Feedback on Integrations with existing bots at the Guardian


We’ve got a few different GitHub bots here at the Guardain - here’s a bit of a brain dump of how well supported they would be if they were switched to Integrations:

Prout -

Needs to be able to write labels and comments on PRs (“issues” permission), and read the contents of repos (“content” permission). I think all Prout’s needs are catered for by the Integrations support. An as additional change Prout could shift Project cards (eg pulling the PR into a ‘Seen in Prod’ column).

gu:who -

This bot helps with enforcing that all users in your GitHub org satisfy these 3 requirements:

  • 2FA (the introduction of articles/requiring-two-factor-authentication-in-your-organization/ means that this feature is almost useless, except we don’t want our bot accounts to use 2FA. Perhaps once all our bot accounts are converted to integrations this feature could be killed)
  • The user’s name is populated - I’m probably going to drop this as a requirement anyway, instead just encouraging the user to consider doing it - internet harassment means it’s wrong to /require/ ‘true’ names for public GitHub profiles.
  • There’s a record kept of who’s responsible for the user being in the Org (currently done with users.txt). GitHub’s organisation audit log is good, but only 3 months long, not enough to help with identifying who is responsible for a user, so that’s still a function that gu:who can help with.

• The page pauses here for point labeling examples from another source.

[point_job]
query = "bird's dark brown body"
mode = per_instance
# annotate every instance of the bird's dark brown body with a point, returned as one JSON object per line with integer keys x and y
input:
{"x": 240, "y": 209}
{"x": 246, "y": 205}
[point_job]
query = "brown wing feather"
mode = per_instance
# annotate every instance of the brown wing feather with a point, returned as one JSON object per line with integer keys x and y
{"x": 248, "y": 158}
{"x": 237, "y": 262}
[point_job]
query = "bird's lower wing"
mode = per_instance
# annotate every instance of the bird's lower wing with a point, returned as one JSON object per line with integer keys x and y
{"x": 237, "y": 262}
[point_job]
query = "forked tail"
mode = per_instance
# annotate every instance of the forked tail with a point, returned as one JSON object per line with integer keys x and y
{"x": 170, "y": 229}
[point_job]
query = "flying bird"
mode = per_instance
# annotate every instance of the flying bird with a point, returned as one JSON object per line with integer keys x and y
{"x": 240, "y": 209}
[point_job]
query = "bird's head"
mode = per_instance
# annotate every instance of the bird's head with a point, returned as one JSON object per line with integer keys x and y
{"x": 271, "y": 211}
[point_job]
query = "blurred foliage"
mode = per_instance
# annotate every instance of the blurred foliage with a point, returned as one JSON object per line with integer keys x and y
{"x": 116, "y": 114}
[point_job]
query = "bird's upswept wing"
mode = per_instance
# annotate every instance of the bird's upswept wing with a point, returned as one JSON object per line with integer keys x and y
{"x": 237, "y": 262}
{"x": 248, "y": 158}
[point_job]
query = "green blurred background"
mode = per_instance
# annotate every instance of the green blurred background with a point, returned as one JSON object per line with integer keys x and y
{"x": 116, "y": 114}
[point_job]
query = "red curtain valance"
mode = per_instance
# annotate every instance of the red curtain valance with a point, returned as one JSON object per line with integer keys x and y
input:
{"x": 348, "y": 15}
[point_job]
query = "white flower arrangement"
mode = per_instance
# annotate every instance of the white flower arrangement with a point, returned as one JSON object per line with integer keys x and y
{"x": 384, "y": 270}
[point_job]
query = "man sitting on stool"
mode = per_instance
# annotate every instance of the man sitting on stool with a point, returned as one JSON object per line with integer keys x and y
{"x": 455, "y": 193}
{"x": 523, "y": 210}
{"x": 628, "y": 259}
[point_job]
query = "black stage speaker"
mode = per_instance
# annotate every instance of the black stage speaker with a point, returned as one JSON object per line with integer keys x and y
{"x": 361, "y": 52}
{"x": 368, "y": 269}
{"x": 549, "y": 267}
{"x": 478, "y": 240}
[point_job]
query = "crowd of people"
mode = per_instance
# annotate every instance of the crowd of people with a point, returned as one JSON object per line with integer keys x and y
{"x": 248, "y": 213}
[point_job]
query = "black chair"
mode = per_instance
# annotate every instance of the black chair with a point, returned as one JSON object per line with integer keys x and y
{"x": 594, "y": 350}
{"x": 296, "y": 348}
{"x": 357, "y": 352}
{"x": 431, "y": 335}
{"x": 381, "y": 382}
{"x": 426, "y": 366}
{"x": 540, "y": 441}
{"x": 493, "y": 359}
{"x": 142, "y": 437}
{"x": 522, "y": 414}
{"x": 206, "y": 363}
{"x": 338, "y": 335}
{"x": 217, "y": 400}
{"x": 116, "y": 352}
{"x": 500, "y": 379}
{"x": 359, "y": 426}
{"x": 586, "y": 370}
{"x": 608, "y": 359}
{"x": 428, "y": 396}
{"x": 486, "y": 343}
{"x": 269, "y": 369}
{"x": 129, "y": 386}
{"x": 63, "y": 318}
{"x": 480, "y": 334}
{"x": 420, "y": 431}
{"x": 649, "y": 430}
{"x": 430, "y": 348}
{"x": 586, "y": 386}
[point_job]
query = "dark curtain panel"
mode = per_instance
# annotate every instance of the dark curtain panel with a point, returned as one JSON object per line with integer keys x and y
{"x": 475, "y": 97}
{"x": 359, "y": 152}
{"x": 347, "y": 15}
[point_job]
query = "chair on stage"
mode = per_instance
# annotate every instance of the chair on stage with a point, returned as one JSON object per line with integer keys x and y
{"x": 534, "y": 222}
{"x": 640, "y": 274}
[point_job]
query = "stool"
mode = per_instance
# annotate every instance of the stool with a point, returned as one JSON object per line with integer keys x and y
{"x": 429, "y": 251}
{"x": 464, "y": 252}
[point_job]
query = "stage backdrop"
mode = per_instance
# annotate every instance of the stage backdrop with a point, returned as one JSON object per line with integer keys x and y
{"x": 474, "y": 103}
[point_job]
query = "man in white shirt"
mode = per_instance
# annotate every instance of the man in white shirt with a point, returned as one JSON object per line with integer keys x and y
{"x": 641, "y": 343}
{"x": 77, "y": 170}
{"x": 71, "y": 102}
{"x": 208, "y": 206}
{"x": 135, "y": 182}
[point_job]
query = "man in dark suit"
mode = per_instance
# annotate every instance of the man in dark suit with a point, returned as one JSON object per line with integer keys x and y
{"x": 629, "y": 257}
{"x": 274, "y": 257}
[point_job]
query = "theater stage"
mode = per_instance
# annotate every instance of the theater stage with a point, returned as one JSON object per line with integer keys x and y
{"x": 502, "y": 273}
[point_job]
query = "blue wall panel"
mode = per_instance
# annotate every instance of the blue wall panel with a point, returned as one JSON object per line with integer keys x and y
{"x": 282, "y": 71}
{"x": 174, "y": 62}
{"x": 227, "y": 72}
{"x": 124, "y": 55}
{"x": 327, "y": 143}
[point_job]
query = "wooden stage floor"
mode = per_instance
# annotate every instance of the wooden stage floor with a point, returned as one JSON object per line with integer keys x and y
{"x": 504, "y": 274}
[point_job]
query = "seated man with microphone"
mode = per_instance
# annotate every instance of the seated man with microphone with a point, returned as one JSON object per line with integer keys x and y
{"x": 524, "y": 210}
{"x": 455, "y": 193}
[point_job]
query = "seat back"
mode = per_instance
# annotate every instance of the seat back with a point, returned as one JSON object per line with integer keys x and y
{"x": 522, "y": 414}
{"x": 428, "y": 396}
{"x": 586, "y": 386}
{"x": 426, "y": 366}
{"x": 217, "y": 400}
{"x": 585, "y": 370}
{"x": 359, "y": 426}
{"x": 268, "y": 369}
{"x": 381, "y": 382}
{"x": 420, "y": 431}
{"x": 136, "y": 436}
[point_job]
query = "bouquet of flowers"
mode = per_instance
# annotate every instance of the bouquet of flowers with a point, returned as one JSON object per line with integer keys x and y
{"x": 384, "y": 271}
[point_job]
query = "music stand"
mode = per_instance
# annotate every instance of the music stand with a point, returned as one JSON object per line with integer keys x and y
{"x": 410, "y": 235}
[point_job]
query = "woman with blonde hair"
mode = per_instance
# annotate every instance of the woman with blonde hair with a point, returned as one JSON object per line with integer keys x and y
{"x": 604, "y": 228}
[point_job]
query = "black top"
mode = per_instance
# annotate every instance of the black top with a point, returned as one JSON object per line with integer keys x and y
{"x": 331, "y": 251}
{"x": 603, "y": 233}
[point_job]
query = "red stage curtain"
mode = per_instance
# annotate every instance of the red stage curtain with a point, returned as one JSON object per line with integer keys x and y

However, the remove-user-from-organisation endpoint isn’t available, so gu:who can not do it’s job as an enforcer.


This caters to the Guardian’s desire to allow all devs to create public repos, but restrict the ability to create private repos - because we want to be open-by-default.

Repo-Genesis needs to be able to create a repository, that’s not currently available to Integrations.

submitGit - (not a Guardian bot, just one I wrote)

Needs to be able to write comments on PRs (“pull requests” permission), and in the future possibly close PRs - I think this is all already catered for with Integrations. The user would still need to authenticate themselves to use submitGit, as it sends email on their behalf.


Thanks for the detailed walk through of those use cases @rtyley. It’s helpful to see what would be needed to get things moved over and your initial read of things before jumping in.

I recently created a separate thread for additional endpoint requests over here. It would be great if you could extract the specific endpoints you’d need and document those for over there.